The debate among my colleagues and I regarding the Olympus scandal was whether or not the company would be delisted, as was Kanebo in 2003 and Livedoor in 2006, or remain listed, as was Nomura Securities in 1997 after a major organized crime scandal. The other issue was whether or not the senior executives central to the scandal would do jail time. Livedoor's Takafumi Horie and his colleague Ryoji Miyauchi were the only executives in my recollection to do actual jail time in my 40 years in Japan. In other cases, the executives received suspended jail sentences, or merely skated free by resigning. Our fear was that if the company were delisted, the gory details of the fraud would be swept under the rug again and forgotten....until the next scandal, as is the preference of regulators, main banks and the accounting firms involved.
Insisting that the entire board resign so that Olympus could start anew (as was the case with Nomura Securities around 1997), is also the better alternative from Japan's standpoint. Such corporate malfeasance, and the reaction of large domestic shareholders as well as regulators to it, is having a visible negative impact on the health of Japan's capital markets. The Livedoor scandal in 2006 was the trigger for a large exodus of individual investors and foreign investors from small cap stocks that the JASDAQ and Mothers markets in Japan have yet to recover from.
The points that Mr. Woodford makes about board responsibility and director independence reflect the views of the Asian Corporate Governance Association and other major non-Japanese institutional investors. Increasingly, these investors are coming around to the view that they need only invest in those listed Japanese companies that have global standard corporate governance.
10 years ago, it made no difference what foreign investors thought, but foreign ownership of Japanese equities now at 27% (the largest single owner group) and accounting for 60%~70% of TSE trading volume, and foreign investors are now key to the health of Japan's capital markets. On the other hand, domestic institutional investors, the so-called friendly shareholders that Japanese companies have depended upon, have become structural net sellers of Japanese equities, meaning that the once-over-easy-and-sweep-it-under-the-rug response to such cases in the interest of avoiding public embarrasment is becoming detrimental not only to Japan's international reputation, but to the health of its capital markets as well as its pension system and financial institutions.
Mulboyne wrote:I don't know the answer to that but I would doubt he did.
legion wrote:Easy to be wise in retrospect but perhaps he would have solved the issue more effectively if he'd sounded out his major shareholders first and worked out an objective, strategy and some tactics with them.
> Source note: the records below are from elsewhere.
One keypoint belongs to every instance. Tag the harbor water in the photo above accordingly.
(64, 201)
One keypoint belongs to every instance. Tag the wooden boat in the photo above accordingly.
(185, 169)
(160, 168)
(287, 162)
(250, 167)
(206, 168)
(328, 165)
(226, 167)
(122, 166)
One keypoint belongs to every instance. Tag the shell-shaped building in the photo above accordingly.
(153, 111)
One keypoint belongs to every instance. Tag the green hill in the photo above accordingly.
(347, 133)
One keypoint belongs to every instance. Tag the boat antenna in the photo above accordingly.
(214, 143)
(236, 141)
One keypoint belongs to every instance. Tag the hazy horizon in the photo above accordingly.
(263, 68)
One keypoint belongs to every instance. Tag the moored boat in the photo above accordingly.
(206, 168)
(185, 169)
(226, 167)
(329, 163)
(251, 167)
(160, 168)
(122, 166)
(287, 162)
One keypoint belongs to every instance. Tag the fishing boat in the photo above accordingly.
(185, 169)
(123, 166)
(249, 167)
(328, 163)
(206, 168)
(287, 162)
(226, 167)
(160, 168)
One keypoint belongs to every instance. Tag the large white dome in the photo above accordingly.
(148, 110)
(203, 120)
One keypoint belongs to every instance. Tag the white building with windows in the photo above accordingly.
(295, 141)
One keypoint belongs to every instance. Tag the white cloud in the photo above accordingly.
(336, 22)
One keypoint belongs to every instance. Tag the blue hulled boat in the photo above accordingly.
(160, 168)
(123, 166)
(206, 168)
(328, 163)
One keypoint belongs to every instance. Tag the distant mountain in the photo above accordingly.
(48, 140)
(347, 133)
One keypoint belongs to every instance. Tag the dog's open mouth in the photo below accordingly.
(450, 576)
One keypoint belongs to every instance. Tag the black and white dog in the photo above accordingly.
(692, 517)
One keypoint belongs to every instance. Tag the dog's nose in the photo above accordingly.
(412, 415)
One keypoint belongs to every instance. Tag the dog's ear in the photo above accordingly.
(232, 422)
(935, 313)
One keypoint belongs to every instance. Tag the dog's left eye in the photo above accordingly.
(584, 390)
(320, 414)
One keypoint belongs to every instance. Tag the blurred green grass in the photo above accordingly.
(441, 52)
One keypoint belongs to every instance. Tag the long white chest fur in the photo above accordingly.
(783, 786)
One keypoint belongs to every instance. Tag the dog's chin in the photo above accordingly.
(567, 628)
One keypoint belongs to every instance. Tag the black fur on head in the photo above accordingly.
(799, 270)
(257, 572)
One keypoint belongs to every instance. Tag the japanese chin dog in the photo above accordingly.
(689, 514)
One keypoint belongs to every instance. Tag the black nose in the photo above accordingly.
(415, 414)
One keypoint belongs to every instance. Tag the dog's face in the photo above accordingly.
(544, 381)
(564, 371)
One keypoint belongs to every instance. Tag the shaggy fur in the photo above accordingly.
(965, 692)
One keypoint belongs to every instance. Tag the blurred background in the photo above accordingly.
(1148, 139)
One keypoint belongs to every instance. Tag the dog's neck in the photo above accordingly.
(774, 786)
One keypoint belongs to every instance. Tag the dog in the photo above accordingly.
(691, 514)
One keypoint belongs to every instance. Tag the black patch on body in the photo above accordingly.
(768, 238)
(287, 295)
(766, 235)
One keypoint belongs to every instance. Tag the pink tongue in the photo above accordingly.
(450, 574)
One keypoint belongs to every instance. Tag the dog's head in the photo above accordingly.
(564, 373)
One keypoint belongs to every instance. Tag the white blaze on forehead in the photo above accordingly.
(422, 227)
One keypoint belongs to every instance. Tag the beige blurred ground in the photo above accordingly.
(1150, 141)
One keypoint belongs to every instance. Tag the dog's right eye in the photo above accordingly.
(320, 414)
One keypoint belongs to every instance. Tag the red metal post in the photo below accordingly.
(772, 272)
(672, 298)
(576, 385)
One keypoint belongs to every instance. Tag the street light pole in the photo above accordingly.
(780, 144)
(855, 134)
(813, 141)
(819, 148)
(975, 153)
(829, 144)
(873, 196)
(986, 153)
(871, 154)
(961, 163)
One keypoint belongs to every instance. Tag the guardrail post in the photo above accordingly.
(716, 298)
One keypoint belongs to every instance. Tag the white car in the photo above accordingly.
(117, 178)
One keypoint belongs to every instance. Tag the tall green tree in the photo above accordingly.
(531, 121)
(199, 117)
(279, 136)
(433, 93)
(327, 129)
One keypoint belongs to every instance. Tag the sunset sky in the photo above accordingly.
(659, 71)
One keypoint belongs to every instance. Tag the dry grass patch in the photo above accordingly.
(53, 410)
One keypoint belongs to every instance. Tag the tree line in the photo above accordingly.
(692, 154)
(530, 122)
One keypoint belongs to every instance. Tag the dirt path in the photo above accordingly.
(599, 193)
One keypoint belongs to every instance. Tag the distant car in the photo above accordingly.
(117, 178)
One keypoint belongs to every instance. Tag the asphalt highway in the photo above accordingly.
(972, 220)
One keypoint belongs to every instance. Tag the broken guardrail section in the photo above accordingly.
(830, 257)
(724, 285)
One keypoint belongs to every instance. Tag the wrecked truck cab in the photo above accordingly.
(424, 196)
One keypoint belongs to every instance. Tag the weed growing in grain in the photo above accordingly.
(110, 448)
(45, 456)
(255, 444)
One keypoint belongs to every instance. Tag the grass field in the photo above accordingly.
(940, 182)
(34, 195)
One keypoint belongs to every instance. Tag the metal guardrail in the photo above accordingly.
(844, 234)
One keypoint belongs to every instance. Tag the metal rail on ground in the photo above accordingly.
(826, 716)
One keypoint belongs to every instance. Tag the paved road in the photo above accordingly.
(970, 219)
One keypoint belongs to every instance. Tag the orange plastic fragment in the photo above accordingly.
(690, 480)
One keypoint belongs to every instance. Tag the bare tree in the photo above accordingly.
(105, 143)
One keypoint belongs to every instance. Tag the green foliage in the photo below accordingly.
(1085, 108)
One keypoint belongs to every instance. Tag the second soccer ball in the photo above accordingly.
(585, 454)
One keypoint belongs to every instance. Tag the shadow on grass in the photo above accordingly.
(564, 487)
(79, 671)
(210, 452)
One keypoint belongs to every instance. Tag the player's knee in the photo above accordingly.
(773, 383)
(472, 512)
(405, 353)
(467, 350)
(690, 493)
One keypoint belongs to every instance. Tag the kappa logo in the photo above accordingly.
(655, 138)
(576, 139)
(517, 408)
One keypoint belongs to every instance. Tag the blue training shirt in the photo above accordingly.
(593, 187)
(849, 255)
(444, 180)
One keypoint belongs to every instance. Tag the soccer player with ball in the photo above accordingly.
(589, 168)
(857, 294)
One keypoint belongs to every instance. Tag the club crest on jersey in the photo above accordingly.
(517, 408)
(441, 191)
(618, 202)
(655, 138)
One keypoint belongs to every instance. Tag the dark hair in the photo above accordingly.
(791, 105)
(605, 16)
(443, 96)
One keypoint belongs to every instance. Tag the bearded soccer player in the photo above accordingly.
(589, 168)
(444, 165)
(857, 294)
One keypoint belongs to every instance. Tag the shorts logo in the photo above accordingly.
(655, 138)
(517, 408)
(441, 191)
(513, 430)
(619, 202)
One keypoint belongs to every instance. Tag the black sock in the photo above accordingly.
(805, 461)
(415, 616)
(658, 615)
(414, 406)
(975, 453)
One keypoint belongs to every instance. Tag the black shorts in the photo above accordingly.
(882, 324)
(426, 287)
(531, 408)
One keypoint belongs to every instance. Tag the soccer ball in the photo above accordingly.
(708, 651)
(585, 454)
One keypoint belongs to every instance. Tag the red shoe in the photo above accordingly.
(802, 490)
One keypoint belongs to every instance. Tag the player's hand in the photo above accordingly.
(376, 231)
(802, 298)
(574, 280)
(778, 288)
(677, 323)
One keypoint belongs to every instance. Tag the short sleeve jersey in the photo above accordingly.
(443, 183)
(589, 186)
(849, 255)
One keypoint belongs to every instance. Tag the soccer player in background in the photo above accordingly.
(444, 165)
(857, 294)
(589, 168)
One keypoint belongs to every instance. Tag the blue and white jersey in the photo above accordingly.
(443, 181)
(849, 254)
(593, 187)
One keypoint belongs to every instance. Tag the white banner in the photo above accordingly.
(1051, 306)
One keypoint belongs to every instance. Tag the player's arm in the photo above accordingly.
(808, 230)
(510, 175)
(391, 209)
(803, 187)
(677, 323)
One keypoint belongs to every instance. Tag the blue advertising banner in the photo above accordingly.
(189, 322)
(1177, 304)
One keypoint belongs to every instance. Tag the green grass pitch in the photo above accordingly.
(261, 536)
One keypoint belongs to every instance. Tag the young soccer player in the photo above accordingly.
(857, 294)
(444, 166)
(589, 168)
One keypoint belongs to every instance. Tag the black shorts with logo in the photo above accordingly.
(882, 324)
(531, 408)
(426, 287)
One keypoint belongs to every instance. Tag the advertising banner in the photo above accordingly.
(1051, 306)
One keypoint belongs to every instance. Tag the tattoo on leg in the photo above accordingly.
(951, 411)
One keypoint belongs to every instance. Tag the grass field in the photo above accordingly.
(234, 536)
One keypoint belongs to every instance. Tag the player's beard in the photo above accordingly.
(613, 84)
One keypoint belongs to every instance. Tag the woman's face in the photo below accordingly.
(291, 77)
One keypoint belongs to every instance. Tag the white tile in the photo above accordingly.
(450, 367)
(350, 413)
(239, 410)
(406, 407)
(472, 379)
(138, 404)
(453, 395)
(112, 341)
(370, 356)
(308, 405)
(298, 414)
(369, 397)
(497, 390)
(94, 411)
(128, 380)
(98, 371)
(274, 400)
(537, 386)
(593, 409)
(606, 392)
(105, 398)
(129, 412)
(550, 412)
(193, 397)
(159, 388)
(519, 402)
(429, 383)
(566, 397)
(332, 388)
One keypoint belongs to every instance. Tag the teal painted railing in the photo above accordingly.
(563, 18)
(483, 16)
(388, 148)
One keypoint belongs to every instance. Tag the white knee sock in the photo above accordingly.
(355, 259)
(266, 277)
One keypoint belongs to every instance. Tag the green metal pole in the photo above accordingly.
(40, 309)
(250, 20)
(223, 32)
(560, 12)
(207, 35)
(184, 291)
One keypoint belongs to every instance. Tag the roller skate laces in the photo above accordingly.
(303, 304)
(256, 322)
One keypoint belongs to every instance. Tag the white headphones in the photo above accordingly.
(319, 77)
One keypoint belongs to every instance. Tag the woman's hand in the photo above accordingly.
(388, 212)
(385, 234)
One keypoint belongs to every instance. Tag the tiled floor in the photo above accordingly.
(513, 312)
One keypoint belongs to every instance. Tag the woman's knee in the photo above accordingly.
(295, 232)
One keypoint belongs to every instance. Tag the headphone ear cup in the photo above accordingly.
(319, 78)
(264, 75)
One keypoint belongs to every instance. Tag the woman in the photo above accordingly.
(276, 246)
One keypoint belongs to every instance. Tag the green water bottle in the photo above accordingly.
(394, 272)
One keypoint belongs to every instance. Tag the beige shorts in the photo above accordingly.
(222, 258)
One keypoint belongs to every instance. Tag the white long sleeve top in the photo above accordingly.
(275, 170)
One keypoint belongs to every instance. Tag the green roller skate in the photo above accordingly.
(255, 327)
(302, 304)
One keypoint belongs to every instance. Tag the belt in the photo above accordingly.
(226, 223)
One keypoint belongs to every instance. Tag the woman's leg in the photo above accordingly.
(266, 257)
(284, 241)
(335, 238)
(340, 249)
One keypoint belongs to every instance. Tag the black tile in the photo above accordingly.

He kind of reminds me of Gordon Brown announcing he was going to sell the UK's gold bullion and thus losing the advantage of surprise.
They could have probably engineered easing off the board members one by one, then making an announcement that they had found accounting "mistakes" and were rectifying them, coming out of it looking honest as a company as a whole.
Mike Oxlong wrote:Is it possible that, though he may not have been CEO material, he was brought in as a patsy, and managed to (perhaps inadventently) turn the tables on those who set him up to fail?
damn name wrote:Looking through the lens of the retrospectoscope, quietly going to the authorities through a proxy, while building an alliance of influential board members and major stockholders might have been a strategy that worked.